ThéâtreCritiques de théâtre
Crédit photo : François Laplante Delagrave
Grand noctambule des boulevards parisiens, les matins de Georges Feydeau débutent toujours en fin d’après-midi. S’étant longtemps nourri de ses escapades pour concevoir ses populaires chassés-croisés entre mari, femme et amant, l’écrivain finit par se heurter au syndrome de la page blanche. Ce fléau de tous les artistes deviendra bien vite le moindre de ses soucis alors qu’il se voit embobiné dans une spirale de mésaventures avec son vieux directeur de théâtre éperdu d’amour, son ex-femme folle de jalousie, une admiratrice particulièrement insistante, puis son fils banquier angoissé chronique. Grâce au tragédien Sicard, il finira par réussir à terminer son dernier vaudeville… au prix de sa paix d’esprit.

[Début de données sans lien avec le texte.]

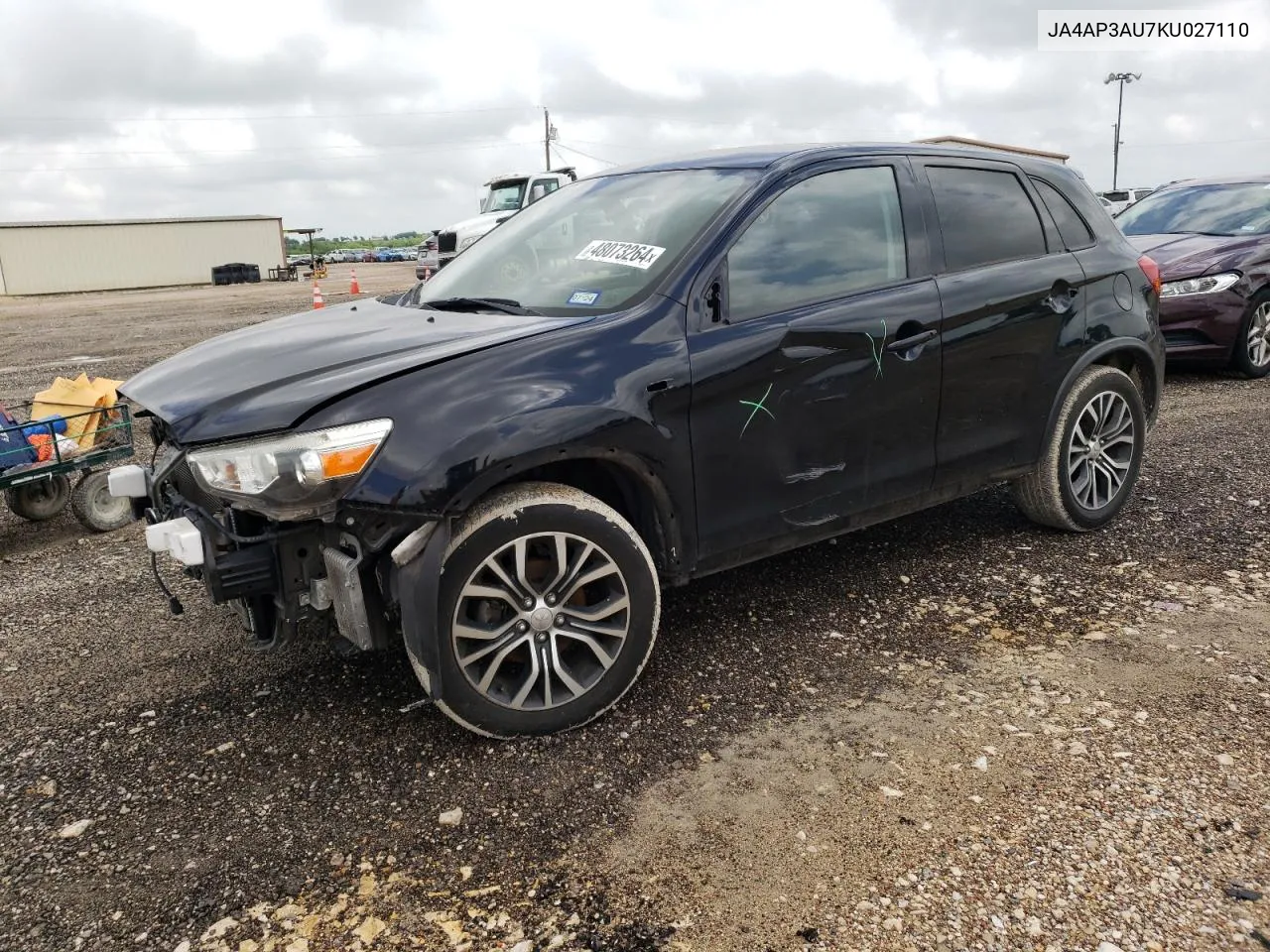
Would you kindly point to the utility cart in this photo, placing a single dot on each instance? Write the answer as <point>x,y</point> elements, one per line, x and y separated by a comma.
<point>37,476</point>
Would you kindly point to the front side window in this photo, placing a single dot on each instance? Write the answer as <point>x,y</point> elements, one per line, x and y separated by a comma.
<point>985,217</point>
<point>506,197</point>
<point>598,244</point>
<point>830,235</point>
<point>1225,209</point>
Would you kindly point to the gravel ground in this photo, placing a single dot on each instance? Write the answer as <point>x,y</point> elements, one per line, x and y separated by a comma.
<point>799,769</point>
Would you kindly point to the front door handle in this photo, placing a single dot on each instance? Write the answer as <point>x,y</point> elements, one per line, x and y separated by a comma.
<point>902,344</point>
<point>807,352</point>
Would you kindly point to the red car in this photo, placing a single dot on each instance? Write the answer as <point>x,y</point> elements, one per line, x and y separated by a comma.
<point>1210,239</point>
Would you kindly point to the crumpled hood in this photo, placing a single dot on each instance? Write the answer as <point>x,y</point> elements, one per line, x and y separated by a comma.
<point>1192,255</point>
<point>266,377</point>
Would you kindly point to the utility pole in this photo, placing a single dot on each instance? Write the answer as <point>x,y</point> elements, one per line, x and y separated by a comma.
<point>549,134</point>
<point>1121,77</point>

La force principale de la mise en scène de la pièce Le prince des jouisseurs, c’est qu’elle ne passe pas par quatre chemins pour afficher ses couleurs. Pour Feydeau, il n’y aurait en effet pas meilleure façon d’expirer son dernier souffle qu’«entre les cuisses d’une femme». À partir de là, tout déboule à un rythme haletant qui laisse à peine au spectateur le temps de souffler (ou de s’ennuyer).
Les répliques fusent de partout dans une cascade de quiproquos rivalisant d’humour. Alain Zouvi campe admirablement le rôle musclé de Feydeau et vole la vedette avec Jonathan Michaud, tout simplement tordant dans son rôle du fils banquier d’un «désespoir amusant». Jouant dans sa propre comédie, Gabriel Sabourin livre également une performance toute en finesse du copiste Sicard.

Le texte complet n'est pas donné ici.